These findings prompted a deeper analysis to understand whether certain trends existed between SNP density, their severity, and their genomic locations. To investigate the potential impact of these SNPs, CADD (Combined Annotation Dependent Depletion) scoring was employed to model the average deleteriousness of SNPs within each ARM domain. When looking at the median CADD scores (Figure 1C), ARM 3 was an unexpected outlier, peaking at a score of 25, despite its relatively low SNP count. In contrast, ARM 5, with its similarly low SNP count, exhibited the lowest median CADD score of 21. However, it was notable that both ARM 3 and ARM 5 contained extreme outliers in their CADD scores, which were significantly higher than the median values. This indicates a clear inverse relationship between SNP density and the predicted deleteriousness of those variants across these regions.

PolyPhen scores (Figure 1D) reinforced this pattern. ARM 3, with its relatively low SNP count, still had the highest structural and functional disruption predictions, suggesting that the few variants present in this region could have a disproportionately high impact. ARM 5, conversely, showed lower predicted effects from the amino acid substitution despite its similarly low SNP count. These results highlight the intricacies of SNP distributions and their varying computationally backed impacts on protein function depending on the ARM repeat.

Finally, when examining the ΔΔG values for residues 112 to 456 (Figure 1E), no clear trends emerged in terms of position or domain, suggesting either an incompatibility between ΔΔG and other predictive metrics or a nonlinear basis for ΔΔG distribution. Overall, the analysis suggested important regional differences in SNP distributions, with ARM 3 and ARM 5 both presenting unique patterns in terms of both their SNP counts and their associated deleteriousness scores. These findings may imply that SNP density alone does not fully explain the functional consequences of genetic variation in these regions; yet, an isolated analysis of predictive metrics of a few SNPs also proves to be inaccurate for assuming protein-wide trends.

Structural Organization and Disruption of KPNA2 by Missense SNPs

Figure 2 | A) Ribbon model of KPNA2 with color-coded ARM (2-9) regions and a mildly transparent surrounding protein structure; the black regions demonstrate residues not allocated to a specific ARM. B) Two surface KPNA2 ARM structures: (i) White surface-displayed KPNA2 ARM structure with a highlighted major binding region (purple); (**ii)** Grey surface-displayed KPNA2 ARM structure with a highlighted minor binding region (orange). C) Sphere model of KPNA2 with color-coded ARM (2-9) regions and the seven hand-selected missense variants modelled (black), annotated using HGVS protein notation. White spheres represent residues not allocated to a specific ARM. D) Close-up ribbon models of ARM 4 showing the wild-type and mutant residue at position 244: i) wild-type proline (Pro244) in ball-and-stick, **ii)** mutant histidine (His244) in ball-and-stick.

As previously discussed in Figure 1, clear relationships are apparent between SNP density within ARMs and the median structural and functional effects on KPNA2. However, these genomic trends do not always align with proteomic location.
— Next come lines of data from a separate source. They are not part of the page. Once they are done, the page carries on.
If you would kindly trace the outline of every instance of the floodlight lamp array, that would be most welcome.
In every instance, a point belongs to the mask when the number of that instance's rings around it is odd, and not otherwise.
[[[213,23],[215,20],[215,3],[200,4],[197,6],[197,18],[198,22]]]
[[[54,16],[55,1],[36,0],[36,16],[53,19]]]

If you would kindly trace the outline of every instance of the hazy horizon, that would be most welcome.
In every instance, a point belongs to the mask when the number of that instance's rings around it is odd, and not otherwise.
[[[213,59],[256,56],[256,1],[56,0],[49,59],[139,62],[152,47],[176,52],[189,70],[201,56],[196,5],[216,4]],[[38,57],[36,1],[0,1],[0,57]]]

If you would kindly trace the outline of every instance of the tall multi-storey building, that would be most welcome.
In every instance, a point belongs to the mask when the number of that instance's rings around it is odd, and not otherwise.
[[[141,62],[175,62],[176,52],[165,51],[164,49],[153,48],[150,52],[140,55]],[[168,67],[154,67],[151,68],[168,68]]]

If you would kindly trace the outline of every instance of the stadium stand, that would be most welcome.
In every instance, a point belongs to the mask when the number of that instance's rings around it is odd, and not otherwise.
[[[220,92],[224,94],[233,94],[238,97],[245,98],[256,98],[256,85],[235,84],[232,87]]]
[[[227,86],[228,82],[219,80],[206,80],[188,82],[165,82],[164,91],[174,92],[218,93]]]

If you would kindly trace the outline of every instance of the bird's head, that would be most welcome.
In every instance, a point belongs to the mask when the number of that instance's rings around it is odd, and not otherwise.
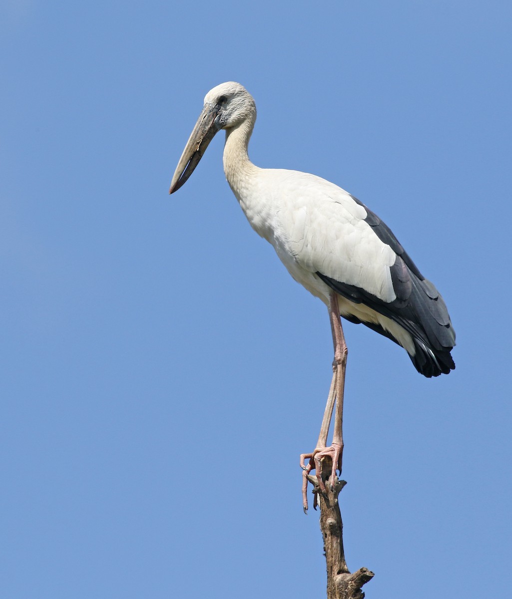
[[[176,167],[169,193],[179,189],[190,177],[218,131],[254,123],[255,117],[254,100],[240,83],[228,81],[210,89]]]

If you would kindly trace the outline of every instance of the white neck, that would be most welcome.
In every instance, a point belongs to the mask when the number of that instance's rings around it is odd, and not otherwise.
[[[255,120],[247,119],[236,127],[226,130],[222,157],[224,173],[239,201],[246,195],[252,176],[258,170],[249,159],[247,153]]]

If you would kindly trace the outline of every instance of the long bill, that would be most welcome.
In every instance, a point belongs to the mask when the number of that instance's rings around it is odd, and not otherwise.
[[[203,158],[208,144],[217,131],[222,129],[219,120],[218,107],[207,104],[205,105],[199,115],[176,167],[169,189],[170,193],[173,193],[179,189],[194,172],[199,161]]]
This acknowledgment prompted further exploration into the relationship between the genomic positioning of each SNP and its corresponding proteomic location. Domain-wide SNP analysis was not conducted on protein models, primarily due to logistical constraints and the assumption that significant findings would be unlikely. Instead, we focused on targeted structural analyses, providing a more detailed understanding of how specific missense variants may impact the KPNA2 protein.
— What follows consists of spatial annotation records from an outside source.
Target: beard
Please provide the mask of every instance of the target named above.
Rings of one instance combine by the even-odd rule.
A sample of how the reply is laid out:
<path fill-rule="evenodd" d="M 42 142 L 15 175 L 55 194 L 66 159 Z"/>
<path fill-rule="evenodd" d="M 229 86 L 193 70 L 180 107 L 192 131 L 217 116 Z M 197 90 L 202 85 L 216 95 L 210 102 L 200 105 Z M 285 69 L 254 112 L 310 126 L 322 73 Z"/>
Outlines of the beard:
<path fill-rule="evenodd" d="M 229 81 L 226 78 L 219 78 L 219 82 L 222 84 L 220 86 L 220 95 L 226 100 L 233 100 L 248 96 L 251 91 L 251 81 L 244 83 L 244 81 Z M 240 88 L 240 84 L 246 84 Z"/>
The ribbon model (Figure 2A) of the entire KPNA2 protein illustrates the overall curvature and highlights the location of each ARM repeat along the binding groove and structural contour. This model offers a general overview of the protein, but for a deeper focus on the ARM domains, Figure 2B provides a surface-rendered model. This representation distinguishes between the major binding region (ARMs 2–4, Figure 2B(i)) and the minor binding region (ARMs 6–9, Figure 2B(ii)). According to Table 1, variants I116S, P165R, and P244H are located within the major binding region, whereas I320T, G365S, and N446D reside in the minor region. Notably, despite the greater functional relevance of the major domain, predictive scoring suggests that SNPs in the minor region may exert comparable functional and structural disruptions; this implies that both domains are functionally significant and potentially vulnerable to disruption. The models also show that these regions extend into the protein’s binding groove, reinforcing the idea that mutations in either domain could impair the cargo transport capabilities of KPNA2.
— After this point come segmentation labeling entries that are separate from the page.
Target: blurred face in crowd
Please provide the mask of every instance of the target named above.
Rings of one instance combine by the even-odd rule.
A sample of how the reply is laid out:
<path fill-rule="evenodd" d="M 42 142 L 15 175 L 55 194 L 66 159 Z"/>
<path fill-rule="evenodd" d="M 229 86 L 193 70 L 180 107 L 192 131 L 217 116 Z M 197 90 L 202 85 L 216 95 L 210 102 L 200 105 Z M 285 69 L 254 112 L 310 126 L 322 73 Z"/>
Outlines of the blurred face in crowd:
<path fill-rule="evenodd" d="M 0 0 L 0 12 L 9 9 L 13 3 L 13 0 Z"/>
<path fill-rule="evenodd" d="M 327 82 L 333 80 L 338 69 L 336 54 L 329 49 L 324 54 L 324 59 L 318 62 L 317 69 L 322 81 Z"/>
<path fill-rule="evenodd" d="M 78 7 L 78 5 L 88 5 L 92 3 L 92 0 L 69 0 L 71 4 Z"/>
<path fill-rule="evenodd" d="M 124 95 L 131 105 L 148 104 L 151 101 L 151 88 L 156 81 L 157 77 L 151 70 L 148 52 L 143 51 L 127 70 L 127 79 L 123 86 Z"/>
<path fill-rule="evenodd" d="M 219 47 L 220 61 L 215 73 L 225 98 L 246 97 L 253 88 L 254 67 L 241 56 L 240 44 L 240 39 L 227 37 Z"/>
To further explore the structural and functional nuances of this observation, we modelled the 7 missense variants on the WT-KPNA2 protein (Figure 2C) for visual analysis. Among the variants mapped, variant I116S is the only mutation embedded within the central binding groove, while the remaining variants reside on the protein’s periphery or internal core. Aside from this distinction, the model reveals few consistent structural trends; yet, the structural distinctiveness of SNP I116S was recognized, and it was used to better understand any further abnormalities it might introduce into KPNA2’s structure.

While each SNP was modeled on the protein for visual analysis, we focused on performing a chemical visual analysis of one specific SNP to predict and assess potential major residue-level structural damage before conducting docking tests. Due to its extreme scoring metrics (Table 1), SNP P244H was chosen to be modelled. The histidine residue modelled (Figure 2D(i)) is noticeably bulkier, with 10 atoms and bonds compared to proline’s 7 (Figure 2D(ii)), and it extends further outward, potentially clashing with the adjacent residues. Notably, the proline points into the page while histidine projects outward, suggesting a directional clash that could destabilize the protein’s folding. These details suggest the high possibility of steric hindrance introduced by this SNP, explaining the high predictive scores from Table 1, including the modelled SNP’s extreme ΔΔG of 13.58 kcal/mol. Moreover, this visualization also supports the idea that the most structurally damaging variants may involve two structurally divergent amino acids. Before any dynamic testing, we hypothesized that SNP P244H is the most structurally destabilizing SNP in the KPNA2 ARM domains. However, dynamic testing is essential to confirm or challenge our hypothesis, as it will provide insights into the energetic and structural feasibility of the P244H mutation in the context of KPNA2’s function.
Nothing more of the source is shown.